His first work was Latin American Civilization: History and Society: 1492 to the Present, first published in 1955 and appearing in its seventh edition in 2000. Another textbook published in six editions was his A History of Latin America. In Aztec Image in Western Thought he documents how Western intellectuals have changed their views of the Aztec culture since the first years of conquest and until modern times. He also examined how Western historiography have interpreted Christopher Columbus and Bartolomé de Las Casas since the fifteenth century. He also published translations of the chronicle of the 16th-century Spanish judge Alonso de Zorita in Life and Labor in Ancient Mexico: The Brief and Summary Relation of the Lords of New Spain and of Fernando Columbus’ The Life of the Admiral Christopher Columbus.

He was also known as a debater of historiography, and participated in a famous exchange with historian Lewis Hanke beginning in the late 1960s where he accused the latter of having gone too far in his debunking of the Spanish Black Legend - the historiographic tradition exaggerating the cruelty of the Spanish Colonial empire - and instead having participated in the creation of a White Legend.

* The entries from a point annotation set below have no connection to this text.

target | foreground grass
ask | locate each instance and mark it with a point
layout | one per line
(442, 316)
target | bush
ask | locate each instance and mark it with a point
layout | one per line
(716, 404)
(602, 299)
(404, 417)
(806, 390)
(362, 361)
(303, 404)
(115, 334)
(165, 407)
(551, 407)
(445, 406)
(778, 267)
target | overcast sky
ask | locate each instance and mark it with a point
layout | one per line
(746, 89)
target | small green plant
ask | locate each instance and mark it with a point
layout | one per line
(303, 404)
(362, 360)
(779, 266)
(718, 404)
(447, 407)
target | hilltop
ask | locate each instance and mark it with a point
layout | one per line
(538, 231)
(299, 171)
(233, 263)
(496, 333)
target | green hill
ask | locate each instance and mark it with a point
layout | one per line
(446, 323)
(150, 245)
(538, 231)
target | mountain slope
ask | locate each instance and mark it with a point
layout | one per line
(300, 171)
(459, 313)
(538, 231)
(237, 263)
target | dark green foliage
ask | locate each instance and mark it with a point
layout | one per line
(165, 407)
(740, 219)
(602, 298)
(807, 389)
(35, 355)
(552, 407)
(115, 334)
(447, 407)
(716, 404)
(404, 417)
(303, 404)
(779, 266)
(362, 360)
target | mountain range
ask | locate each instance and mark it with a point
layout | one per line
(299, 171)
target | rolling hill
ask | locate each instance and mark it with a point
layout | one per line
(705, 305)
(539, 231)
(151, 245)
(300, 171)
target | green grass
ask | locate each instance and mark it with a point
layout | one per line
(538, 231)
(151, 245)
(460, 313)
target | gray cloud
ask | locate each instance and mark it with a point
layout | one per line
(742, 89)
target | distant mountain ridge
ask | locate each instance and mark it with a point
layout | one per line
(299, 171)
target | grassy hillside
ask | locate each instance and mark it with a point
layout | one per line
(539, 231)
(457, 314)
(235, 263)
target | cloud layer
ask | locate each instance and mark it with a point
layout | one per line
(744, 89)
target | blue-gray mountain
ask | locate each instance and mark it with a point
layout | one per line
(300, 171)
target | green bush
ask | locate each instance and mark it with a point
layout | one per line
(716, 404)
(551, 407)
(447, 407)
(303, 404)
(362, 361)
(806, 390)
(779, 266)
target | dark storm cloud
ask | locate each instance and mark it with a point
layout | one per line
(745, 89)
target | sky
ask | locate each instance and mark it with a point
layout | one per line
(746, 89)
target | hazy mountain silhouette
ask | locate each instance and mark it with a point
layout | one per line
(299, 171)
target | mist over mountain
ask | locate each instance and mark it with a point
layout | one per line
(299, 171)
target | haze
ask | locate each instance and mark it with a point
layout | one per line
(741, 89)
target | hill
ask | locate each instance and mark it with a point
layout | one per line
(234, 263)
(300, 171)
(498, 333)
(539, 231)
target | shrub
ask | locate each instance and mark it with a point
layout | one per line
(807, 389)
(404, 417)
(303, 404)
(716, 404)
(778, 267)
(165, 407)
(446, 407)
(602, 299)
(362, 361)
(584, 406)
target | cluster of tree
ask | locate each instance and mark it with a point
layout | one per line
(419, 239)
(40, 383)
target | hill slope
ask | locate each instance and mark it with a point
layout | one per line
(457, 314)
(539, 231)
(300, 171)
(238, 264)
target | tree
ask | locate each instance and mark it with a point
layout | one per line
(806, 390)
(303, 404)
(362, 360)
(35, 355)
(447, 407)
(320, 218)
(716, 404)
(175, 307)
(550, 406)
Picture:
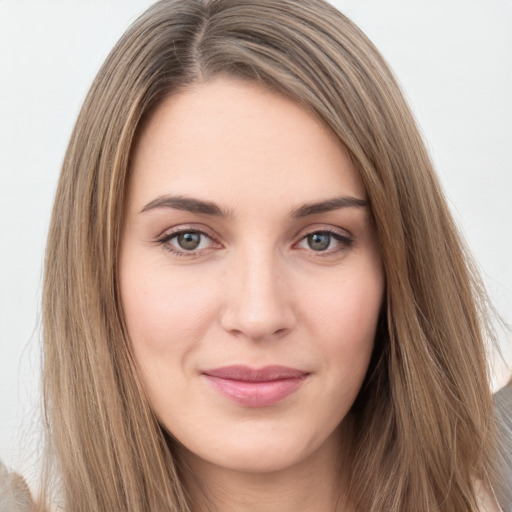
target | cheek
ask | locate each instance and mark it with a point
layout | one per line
(344, 318)
(166, 310)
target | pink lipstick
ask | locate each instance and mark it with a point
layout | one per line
(256, 387)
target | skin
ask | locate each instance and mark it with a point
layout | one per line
(254, 291)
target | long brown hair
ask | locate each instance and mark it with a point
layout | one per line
(423, 427)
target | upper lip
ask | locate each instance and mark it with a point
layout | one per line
(248, 374)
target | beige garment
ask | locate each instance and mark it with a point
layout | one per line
(14, 492)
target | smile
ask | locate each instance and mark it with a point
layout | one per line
(256, 387)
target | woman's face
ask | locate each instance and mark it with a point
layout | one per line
(250, 276)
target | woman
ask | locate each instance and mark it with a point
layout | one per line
(253, 281)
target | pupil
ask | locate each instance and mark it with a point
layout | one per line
(189, 241)
(319, 241)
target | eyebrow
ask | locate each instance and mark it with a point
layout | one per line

Keen was married to Betty from 1937 to her death in 1996. The couple raised four children. He died on November 1, 2002, in Santa Fe, New Mexico.

==Selected works==
- David Curtis DeForest and the Revolution. New Haven: Yale University Press, 1947.
- Readings in Latin American Civilization: 1492 to the Present. Boston: Houghton Mifflin, 1955.
- “The Black Legend Revisited: Assumptions and Realities,” Hispanic American Historical Review 49, no. 4 (Nov. 1969): 703–19.
- “The White Legend Revisited: A Reply to Professor Hanke’s ‘Modest Proposal,’” Hispanic American Historical Review 51, no. 2 (May 1971): 336–55.
- The Aztec Image in Western Thought. New Brunswick: Rutgers Univ. Press, 1971.
- With Juan Friede. Bartolomé de Las Casas in History: Toward an Understanding of the Man and His Work. DeKalb: Northern Illinois Univ. Press, 1971.
- “The Legacy of Bartolomé de Las Casas,” Ibero-Americana Pragensia 11 (1977): 57–67.
- With Mark Wasserman. A Short History of Latin America. Boston: Houghton Mifflin, 1980.
- “Main Currents in United States Writings on Colonial Spanish America, 1884–1984,” Hispanic American Historical Review 65, no. 4 (Nov. 1985): 657– 82.
- Essays in the Intellectual History of Colonial Latin America. Boulder, Colo.: Westview Press, 1998.
- With Keith Haynes. A History of Latin America. Boston: Houghton Mifflin, 1999 (sixth ed.).
- Latin American Civilization: History and Society, 1492 to the Present. Boulder, Colo.: Westview Press, 2000 (seventh rev. ed.).